Politics isn’t the only thing kicking up dust in Colorado.Human activity in the West over the past 200 years has made the region 500 percent dustier than presettlement days, according to a new study by University of Colorado-Boulder researchers.
The paper looks at dust deposition in Colorado’s San Juan Mountains going back 5,000 years.
“From about 1860 to 1900, the dust deposition rates shot up so high that we initially thought there was a mistake in our data,” said the lead author, geologist Jason Neff. “But the evidence clearly shows the western U.S. had its own Dust Bowl beginning in the 1800s when the railroads went in and cattle and sheep were introduced into the rangelands.”

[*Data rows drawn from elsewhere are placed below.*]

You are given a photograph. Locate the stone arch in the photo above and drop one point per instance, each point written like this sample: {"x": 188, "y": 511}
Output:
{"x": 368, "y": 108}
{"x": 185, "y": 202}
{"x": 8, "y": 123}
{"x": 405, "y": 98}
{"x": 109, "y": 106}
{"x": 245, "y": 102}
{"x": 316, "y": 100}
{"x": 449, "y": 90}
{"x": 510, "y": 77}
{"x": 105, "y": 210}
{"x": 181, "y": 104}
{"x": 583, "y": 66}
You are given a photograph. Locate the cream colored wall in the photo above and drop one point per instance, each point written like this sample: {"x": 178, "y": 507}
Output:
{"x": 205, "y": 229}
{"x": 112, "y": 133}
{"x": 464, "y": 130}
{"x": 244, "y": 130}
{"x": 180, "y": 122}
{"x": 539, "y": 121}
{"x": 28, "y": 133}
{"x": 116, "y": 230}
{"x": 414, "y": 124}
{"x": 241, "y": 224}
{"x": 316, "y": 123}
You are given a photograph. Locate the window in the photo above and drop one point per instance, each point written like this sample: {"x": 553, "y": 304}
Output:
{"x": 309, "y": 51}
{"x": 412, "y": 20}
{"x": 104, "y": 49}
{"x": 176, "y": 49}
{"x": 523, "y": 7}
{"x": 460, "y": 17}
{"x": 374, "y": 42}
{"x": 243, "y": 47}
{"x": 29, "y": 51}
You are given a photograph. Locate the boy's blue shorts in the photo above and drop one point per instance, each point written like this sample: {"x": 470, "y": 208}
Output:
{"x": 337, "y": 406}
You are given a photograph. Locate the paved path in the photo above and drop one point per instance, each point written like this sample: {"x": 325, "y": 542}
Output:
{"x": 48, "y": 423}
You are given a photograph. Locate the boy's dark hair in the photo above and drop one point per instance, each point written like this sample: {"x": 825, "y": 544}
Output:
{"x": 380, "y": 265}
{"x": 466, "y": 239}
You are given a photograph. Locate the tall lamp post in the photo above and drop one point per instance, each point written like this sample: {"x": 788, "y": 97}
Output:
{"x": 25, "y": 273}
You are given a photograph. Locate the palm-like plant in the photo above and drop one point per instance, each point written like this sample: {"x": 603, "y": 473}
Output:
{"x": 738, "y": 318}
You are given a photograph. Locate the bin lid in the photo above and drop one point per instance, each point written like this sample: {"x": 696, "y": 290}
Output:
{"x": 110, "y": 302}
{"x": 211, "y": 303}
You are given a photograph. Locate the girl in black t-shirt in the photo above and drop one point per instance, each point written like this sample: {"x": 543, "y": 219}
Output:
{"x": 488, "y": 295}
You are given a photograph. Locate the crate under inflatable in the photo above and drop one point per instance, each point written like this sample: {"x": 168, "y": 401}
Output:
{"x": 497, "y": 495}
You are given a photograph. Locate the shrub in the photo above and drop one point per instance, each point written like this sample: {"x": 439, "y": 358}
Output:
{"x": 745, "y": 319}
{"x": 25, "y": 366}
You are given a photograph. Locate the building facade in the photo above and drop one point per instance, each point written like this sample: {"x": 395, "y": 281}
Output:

Windblown dust near Utah’s Canyonlands National Park. Photo by Jason Neff
The report says that drought is unlikely to be the cause of the increased dust. Although there have been droughts in the West over the last 200 years, “these droughts have been considerably shorter and less severe than several drought events that have occurred over the 2,000 years in the region, making it unlikely that drought is the primary cause for the increased dust loading observed in this study.”
Instead, the “intensification of western U.S. land use, and particularly livestock grazing activities” is the likely culprit, the paper, published in the journal Nature Geoscience, concludes.
“Overall, nearly 70 percent of the natural ecosystems of the western United States have been affected by livestock grazing, resulting in loss of soil stability and increases in wind erosion of soil. The extensive degradation of western U.S. rangelands led to the Taylor Grazing Act of 1934, which imposed regulations and restrictions on grazing activities in these rangelands. At about this time, the mass accumulation rates of the lake sediments begin a moderate decline, which persists through the second half of the 20th century.”
Dust accumulation has been shown to have important impacts on several levels. For instance, in a paper published last summer, research scientist Tom Painter of the University of Colorado’s Snow and Ice Data Center found that snow in the San Juans was melting 18 to 35 days earlier than usual because of dust cover. All of the global climate models, Painter says, “show that there will a drying and warming in the southwest United States. This leads us to think that we may get greater dust emissions.”
Neff and colleagues say that the increased dust loads may also affect nutrient transport and biogeochemical recycling.